It's high school fantasy zipless-fuck talk, but there's something else there. Something about territory, about having a mark on you. The marks of death, calling you out in the night, an arrow pointing to you, leading something that kills to your door. She gave up her prerogative here, to invite, when she drank. You can't undrink v-juice any more than they can undrink us. She can't hear him, but he will always hear her, now. When you're Sookie, you have to keep reminding people, men, that you have control, because men are beasts. But on the occasions you're not in control, or the circumstances in which you're not the one in power... It's a good thing he's courtly.

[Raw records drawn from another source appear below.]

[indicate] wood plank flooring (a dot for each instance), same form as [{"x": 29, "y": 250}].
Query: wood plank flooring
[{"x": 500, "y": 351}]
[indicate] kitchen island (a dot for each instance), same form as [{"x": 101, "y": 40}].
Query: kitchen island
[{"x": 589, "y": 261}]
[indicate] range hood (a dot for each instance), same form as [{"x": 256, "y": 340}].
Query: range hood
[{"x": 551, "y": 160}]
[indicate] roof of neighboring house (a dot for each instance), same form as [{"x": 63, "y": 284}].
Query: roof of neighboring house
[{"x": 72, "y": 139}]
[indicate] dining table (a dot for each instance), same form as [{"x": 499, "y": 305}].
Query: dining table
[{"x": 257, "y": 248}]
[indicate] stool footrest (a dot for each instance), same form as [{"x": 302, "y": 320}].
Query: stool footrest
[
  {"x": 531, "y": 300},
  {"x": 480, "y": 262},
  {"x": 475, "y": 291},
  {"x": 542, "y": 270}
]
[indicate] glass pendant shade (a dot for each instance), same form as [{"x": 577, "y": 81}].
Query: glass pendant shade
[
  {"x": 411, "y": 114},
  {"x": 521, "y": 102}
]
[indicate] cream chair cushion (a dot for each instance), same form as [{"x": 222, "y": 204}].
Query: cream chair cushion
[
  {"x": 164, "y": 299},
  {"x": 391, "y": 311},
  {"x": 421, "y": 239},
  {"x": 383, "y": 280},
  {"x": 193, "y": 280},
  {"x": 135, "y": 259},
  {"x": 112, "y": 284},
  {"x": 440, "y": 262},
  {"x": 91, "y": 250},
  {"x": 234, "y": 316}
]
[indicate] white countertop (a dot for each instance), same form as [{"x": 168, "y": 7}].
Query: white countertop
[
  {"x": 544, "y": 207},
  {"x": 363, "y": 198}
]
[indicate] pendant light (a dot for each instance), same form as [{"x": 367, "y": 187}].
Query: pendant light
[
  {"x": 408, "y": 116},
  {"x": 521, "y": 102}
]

Men and women are consistently fascinated and kind of insanely governed by the rules governing them: the way men treat women, gallantry and chivalry, the complicated choreography of invitation and welcome, of service to others, of pride in ourselves. Men have the advantage, physically and socially, over women. Their right to choose whether or not to have sex, is naturally -- in terms of nature -- simply greater. So the art of the gentleman is a matter of life or death. And, like anything unnatural that's necessary for society to exist, it becomes part of God's law. Marriage, chastity, rape taboos; the way men keep trying to sneak rape in under other names and with other cover stories: Men don't have choices, they have hungers; women don't have unbreakable rules, they have prerogatives.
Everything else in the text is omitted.